Johnson & Johnson (NYSE:JNJ) said today that it inked a deal to join the NXT Biomedical therapeutic device incubator, gaining the right to migrate select projects from the incubator to its J&J medical devices companies.
The Irvine, Calif.-based incubator was founded by medtech pioneer Stanton Rowe and investment firm Deerfield Management last September, and aimed to invest in “cutting-edge technologies” designed to address unmet needs.
As a key member of the incubator, J&J’s Innovation arm will have the ability to move strategically aligned projects within the accelerator to J&J medical device companies for continued development at the Center for Device Innovation at the Texas Medical Center.
“The CDI @ TMC model was created to enhance early-stage internal and external medical device innovation. Our collaboration with NXT Biomedical has the potential to further strengthen the CDI @ TMC pipeline with validated science coming through the NXT incubator, and to ensure that jointly we deliver best-in-class medical device innovation to patients around the world,” J&J Innovation global head Dr. William Hait said in a press release.
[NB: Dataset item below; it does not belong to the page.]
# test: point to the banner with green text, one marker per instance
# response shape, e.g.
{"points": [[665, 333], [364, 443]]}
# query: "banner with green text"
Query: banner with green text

NXT Biomedical said that it expects to invest up to $25 million in new medical technologies over the next five years, with supporting firm Deerfield Management allotting an additional $250 million for the formation and development of up to 8 startups that emerge from the incubator.
“Through this strategic partnership with NXT Biomedical and Deerfield, we are creating a novel approach to the external funding of projects at CDI @ TMC. This will enhance our medical device pipeline and is an example of the industry-leading collaborations Johnson & Johnson Innovation is forging to secure funding for early-stage innovation,” J&J Innovation medical devices VP Dr. Bruce Rosengard said in a prepared statement.